To take one example of why I'm in no danger of switching to Windows anytime soon, security continues to be a fundamental problem in any variety of Windows starting with Windows for Workgroups to Vista SP1 and Server 2008. In fact, the newest Windows still have the same breed of problems that plagued the 16-year old Windows for Workgroup: they're single-user systems trying to be secure in a multi-user networked world.

The classic example is that Windows applications have been designed to interoperate easily with each other. Thanks to such technologies over the years as DDE (Dynamic Data Exchange), OLE (Object Linking and Embedding) and ActiveX, it's mindlessly simple to move data from Internet Explorer to Excel to Word and so on. That's great, if you could trust either the data or the data-connection to only be used correctly.

On a single-user system, that's not much of a problem.
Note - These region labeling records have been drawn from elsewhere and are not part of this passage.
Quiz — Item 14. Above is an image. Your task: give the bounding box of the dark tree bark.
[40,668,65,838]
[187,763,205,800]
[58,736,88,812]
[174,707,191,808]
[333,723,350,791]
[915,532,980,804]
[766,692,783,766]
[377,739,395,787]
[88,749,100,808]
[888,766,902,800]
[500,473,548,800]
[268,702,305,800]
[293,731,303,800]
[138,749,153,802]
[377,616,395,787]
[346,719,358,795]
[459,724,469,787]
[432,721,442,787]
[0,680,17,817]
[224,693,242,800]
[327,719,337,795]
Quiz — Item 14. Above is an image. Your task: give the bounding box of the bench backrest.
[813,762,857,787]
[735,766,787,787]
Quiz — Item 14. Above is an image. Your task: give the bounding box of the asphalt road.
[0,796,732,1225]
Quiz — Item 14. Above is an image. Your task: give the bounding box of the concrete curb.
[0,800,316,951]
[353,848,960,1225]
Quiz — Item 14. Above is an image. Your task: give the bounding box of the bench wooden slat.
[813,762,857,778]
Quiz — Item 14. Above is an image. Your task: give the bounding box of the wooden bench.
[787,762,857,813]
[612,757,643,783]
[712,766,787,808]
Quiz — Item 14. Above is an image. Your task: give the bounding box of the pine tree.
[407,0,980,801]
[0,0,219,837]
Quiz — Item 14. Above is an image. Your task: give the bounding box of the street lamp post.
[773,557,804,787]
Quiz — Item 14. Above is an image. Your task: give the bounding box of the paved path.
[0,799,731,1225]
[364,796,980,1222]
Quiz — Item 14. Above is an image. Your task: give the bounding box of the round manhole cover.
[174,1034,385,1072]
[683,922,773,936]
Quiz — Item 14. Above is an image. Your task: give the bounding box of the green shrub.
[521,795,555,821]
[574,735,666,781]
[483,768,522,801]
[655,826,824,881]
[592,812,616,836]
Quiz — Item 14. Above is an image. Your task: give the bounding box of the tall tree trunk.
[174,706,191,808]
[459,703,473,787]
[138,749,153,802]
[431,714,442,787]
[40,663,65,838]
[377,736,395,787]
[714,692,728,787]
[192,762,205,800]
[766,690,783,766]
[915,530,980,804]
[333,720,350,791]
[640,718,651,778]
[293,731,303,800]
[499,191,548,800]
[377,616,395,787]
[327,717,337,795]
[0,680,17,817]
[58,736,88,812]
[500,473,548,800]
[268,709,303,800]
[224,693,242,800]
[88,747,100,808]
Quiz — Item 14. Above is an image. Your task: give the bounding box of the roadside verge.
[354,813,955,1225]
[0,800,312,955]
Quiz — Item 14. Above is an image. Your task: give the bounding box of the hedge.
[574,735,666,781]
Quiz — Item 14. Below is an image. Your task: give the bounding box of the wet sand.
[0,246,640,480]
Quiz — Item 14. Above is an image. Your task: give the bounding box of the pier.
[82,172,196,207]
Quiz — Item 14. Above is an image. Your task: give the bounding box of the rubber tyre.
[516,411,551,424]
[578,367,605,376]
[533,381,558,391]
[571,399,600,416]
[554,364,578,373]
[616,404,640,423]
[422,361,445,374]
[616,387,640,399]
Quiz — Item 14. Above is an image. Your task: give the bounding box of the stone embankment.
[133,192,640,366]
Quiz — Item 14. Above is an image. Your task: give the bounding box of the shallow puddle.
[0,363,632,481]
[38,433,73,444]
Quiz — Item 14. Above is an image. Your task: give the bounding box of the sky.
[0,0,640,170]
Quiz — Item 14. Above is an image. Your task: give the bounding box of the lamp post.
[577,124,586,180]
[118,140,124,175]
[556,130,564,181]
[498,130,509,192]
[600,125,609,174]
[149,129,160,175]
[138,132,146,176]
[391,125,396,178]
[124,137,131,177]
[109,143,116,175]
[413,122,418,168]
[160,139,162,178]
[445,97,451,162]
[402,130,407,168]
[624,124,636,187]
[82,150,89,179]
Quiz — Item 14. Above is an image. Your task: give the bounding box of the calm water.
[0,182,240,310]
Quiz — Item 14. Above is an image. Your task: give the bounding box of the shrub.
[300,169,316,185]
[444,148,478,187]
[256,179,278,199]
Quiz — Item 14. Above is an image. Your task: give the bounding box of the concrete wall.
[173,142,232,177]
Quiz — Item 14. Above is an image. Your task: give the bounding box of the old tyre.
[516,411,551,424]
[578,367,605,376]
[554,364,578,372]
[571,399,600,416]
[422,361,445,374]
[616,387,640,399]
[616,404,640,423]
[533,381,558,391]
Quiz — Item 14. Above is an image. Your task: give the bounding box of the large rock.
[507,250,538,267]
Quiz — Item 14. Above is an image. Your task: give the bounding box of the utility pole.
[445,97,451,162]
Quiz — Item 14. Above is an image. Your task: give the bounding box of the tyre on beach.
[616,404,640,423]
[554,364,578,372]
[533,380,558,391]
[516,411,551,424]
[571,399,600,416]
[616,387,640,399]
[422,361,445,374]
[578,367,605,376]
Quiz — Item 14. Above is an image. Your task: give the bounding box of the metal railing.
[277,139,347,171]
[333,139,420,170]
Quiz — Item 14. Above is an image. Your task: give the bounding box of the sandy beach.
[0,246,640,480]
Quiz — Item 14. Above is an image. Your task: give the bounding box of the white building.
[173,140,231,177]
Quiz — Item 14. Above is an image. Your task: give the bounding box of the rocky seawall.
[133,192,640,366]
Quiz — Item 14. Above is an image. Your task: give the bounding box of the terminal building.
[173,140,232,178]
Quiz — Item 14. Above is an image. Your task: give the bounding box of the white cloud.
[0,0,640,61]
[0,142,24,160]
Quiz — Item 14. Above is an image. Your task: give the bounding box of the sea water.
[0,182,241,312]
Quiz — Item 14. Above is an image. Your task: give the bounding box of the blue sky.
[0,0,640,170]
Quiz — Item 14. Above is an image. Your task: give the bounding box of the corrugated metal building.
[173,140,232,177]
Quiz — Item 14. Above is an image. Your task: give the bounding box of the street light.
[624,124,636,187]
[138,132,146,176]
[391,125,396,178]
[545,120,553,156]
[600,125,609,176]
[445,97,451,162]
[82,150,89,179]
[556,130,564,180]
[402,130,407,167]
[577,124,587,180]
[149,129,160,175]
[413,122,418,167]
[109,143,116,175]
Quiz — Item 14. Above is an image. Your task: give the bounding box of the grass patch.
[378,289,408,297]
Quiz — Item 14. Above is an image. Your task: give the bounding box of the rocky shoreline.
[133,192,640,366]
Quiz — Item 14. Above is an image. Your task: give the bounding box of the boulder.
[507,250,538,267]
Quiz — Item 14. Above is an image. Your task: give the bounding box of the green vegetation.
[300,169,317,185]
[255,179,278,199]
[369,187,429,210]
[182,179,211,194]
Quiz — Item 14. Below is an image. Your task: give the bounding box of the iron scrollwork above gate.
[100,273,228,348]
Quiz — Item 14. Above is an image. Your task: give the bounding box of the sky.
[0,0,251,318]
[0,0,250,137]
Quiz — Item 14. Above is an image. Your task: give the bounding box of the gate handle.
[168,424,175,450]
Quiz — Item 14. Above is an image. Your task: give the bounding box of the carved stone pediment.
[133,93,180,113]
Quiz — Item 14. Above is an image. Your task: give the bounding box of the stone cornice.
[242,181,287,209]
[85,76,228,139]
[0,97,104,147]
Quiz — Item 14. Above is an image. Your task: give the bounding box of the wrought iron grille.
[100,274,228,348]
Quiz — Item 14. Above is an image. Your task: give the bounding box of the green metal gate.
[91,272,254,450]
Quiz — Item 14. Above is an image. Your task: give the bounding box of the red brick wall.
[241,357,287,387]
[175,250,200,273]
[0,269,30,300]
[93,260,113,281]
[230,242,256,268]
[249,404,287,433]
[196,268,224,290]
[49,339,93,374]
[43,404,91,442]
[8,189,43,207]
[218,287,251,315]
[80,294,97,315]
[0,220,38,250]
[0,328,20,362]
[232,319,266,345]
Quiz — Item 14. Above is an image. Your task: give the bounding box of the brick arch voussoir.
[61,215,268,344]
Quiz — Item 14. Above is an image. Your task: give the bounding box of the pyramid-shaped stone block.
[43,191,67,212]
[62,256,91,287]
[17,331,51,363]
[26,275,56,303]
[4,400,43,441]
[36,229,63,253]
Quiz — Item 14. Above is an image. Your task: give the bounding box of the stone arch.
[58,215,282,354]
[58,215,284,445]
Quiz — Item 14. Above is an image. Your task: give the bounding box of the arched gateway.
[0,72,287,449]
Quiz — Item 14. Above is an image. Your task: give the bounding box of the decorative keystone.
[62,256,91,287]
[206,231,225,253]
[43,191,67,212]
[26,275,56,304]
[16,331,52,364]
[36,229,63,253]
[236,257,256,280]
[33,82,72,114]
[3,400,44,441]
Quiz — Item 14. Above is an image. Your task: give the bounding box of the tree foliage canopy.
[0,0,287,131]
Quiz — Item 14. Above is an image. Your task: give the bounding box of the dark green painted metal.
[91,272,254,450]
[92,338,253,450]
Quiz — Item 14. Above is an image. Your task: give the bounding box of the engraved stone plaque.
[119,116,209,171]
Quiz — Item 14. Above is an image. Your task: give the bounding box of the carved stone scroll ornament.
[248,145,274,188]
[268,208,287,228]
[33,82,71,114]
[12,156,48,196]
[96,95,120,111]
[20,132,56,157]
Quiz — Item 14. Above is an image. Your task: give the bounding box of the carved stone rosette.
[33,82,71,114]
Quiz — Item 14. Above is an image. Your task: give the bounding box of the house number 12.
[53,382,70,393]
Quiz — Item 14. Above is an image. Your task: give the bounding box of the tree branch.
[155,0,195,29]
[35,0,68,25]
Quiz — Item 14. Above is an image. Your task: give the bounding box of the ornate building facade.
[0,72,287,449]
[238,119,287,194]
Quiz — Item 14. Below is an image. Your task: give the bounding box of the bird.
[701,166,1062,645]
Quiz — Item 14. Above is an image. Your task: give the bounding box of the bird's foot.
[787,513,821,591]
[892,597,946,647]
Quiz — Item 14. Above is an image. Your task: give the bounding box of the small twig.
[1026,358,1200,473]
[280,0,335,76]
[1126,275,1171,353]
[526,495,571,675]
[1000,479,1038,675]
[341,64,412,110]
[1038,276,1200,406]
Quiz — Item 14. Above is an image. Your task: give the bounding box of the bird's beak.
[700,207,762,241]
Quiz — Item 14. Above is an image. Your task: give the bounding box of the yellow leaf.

On a network, it's a real security problem, and on an Internet connected PC, it's a disaster. It's why ActiveX is always showing up in security problem news.

Microsoft does try to makes it systems more secure, but the problem is too deep in Microsoft's operating systems and applications to ever be fixed. The boys from Redmond decided ages ago that the interoperability goodness was more valuable than attempting to reorganize their entire software stack to make it more secure.

So, instead, all Microsoft can do is to keep pasting patches over each crack as it appears. But, just like if you built a house on a leaky, sandy foundation, you're never going to stop pumping out the water and shoring it up. Of course, you can, as all too often happens, not patch it up. It's those millions of under-protected Windows PCs that provide the fertile fields for botnets.

Linux, like its ancestor Unix, on the other hand, was designed from the first to be multi-user networked operating system. Privacy and security protection were baked in from the start. That does make transporting data from one program to another more difficult, but it's a lot easier to work out data transfer protocols than it is to get security right.

For me, it's really simple. Even if desktop Linux were as popular as Windows and had as many would-be crackers working on its locks, it would still be inherently far more secure than Windows.

Can Linux be cracked? Sure, any system can be cracked. That's not the question. The question is: Which system is fundamentally more secure and easier to keep secure?" The winning answer by a mile is Linux, and that's why I'm sticking with it for my primary desktop.